Axis aligning problem + sediment transport capacity issue #31

carlschissler opened this issue Jan 11, 2023 · 0 comments

Comments

@carlschissler
Copy link

Hi, I found your code very useful for checking my own implementation of the Mei 2007 paper. In the process of implementing my own code I discovered that there are some problems with the original paper. You may find that the solutions I found will significantly improve the erosion results.
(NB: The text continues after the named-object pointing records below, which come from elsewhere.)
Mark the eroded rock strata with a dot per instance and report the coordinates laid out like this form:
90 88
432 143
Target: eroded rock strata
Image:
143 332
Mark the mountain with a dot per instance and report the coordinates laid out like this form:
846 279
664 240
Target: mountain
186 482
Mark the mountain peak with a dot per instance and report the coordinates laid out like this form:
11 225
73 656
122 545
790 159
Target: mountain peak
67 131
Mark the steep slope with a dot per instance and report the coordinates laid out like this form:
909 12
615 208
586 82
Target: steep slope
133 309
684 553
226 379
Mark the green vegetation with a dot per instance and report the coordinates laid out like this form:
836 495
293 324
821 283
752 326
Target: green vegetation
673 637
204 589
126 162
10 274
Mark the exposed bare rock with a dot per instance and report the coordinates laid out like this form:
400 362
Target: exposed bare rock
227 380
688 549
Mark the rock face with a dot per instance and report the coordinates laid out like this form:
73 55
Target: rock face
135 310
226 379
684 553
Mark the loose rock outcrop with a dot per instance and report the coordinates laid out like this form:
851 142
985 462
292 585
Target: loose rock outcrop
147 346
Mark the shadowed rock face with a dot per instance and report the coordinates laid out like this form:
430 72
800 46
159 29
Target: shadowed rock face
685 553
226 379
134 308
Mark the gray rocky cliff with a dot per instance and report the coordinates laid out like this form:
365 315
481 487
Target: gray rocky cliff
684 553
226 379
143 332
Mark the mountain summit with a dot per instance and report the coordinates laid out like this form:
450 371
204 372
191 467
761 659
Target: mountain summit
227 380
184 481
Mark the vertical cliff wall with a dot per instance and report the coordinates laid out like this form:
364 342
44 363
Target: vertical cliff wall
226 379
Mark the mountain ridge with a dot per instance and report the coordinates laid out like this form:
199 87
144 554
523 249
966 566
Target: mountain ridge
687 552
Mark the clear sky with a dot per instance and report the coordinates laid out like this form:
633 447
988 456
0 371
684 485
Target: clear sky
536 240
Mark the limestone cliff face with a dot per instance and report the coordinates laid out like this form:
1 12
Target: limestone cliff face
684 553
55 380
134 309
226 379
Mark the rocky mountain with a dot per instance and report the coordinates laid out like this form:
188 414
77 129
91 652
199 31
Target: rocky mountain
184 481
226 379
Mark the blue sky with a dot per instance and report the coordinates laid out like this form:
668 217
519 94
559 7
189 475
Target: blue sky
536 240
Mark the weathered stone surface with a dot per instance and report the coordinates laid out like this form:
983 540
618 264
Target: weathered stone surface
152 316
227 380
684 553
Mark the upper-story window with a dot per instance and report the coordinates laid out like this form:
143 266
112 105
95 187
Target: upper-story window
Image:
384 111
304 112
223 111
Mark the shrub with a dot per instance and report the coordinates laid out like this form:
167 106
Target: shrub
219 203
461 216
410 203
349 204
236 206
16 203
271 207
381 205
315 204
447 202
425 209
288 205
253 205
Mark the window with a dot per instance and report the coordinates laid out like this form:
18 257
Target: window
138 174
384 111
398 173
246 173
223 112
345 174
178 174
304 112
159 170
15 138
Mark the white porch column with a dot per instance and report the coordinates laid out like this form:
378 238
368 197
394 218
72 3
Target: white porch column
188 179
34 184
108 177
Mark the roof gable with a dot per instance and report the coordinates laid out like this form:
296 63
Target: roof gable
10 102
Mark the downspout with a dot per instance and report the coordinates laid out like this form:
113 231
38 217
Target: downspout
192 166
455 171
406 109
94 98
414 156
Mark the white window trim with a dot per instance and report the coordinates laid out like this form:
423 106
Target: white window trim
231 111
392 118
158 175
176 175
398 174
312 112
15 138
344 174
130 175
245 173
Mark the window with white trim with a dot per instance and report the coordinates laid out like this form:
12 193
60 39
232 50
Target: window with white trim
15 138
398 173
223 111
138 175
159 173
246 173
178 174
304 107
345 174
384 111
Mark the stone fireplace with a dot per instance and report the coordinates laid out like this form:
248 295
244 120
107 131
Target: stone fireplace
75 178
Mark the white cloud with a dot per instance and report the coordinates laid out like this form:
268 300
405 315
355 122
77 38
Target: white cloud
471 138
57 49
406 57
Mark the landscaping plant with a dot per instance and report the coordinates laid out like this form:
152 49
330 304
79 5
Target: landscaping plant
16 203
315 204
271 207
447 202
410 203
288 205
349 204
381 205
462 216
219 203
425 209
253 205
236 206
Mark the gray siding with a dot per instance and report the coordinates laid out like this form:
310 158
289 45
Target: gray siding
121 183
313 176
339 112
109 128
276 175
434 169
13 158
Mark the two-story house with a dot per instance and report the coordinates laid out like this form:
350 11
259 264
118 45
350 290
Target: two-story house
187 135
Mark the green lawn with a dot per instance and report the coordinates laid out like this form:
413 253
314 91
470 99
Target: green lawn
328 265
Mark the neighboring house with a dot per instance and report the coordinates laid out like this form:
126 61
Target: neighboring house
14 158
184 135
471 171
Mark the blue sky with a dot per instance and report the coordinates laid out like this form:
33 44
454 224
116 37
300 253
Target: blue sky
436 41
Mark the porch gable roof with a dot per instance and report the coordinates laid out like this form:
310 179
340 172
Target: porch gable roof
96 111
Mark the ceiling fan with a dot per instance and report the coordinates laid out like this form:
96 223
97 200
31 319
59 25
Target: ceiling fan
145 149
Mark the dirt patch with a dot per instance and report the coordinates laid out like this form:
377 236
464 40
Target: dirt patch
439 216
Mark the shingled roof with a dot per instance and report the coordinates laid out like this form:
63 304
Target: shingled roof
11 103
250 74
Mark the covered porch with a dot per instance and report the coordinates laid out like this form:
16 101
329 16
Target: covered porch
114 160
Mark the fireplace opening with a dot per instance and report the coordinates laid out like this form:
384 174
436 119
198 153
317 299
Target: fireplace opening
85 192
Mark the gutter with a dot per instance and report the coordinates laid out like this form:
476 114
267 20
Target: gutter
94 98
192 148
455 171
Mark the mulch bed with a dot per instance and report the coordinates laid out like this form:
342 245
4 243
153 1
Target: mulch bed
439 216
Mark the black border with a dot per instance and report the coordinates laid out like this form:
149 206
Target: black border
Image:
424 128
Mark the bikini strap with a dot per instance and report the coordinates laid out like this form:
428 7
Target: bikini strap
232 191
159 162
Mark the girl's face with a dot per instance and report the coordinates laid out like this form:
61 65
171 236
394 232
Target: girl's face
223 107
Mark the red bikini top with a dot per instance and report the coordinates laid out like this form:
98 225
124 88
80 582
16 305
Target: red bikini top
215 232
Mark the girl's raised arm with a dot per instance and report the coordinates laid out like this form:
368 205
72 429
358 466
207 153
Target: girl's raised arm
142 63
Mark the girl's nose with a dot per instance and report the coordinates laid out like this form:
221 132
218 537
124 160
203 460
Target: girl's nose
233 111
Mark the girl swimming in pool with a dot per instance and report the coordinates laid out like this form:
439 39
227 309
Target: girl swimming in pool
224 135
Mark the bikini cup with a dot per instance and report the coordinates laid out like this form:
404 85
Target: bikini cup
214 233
The first problem is with the axis alignment of the erosion features. This is caused primarily by the Mei paper ignoring the diagonal connections between cells, unlike the original O'brien paper from 1995. This makes it harder for fluid to move diagonally or other non-axis aligned directions. So fluid tends to flow in axis aligned directions when not impeded. You can easily add the diagonal connections by calculating 8 flux values instead of 4, using a similar approach to the axis aligned ones. To get the velocity you then add the diagonal ones to both of the existing X, Y components with a sqrt(2)/2 multiplier. I found that doing diagonal fluid flow completely eliminated any visible axis alignment of erosion features.

The second problem with the Mei paper is that they have a bad model of sediment transport capacity. They only include the slope and velocity in the calculation, but ignore the very important factor of fluid depth. In fact, the paper they cite for their sediment transport equation actually does include the depth, in the form of total flow q, which is equal to velocity multiplied with depth. I guess it is a mistake? By increasing transport capacity with depth, it creates a feedback loop where more erosion occurs in places with more fluid, which causes concentration of fluid and more erosion. This produces erosion structures like ravines and rivers much more easily than with the default equation. The new equation is just multiplied by depth (with a change in the capacity constant to compensate).

I think you can easily incorporate these changes, particularly the second one, which has a large positive impact on the quality of the results. The 8-way flux is not hard either, I implemented it just now in about 2 hours.

You can see the very nice results of these changes in the attached image, generated in about 3 seconds on 1 CPU thread.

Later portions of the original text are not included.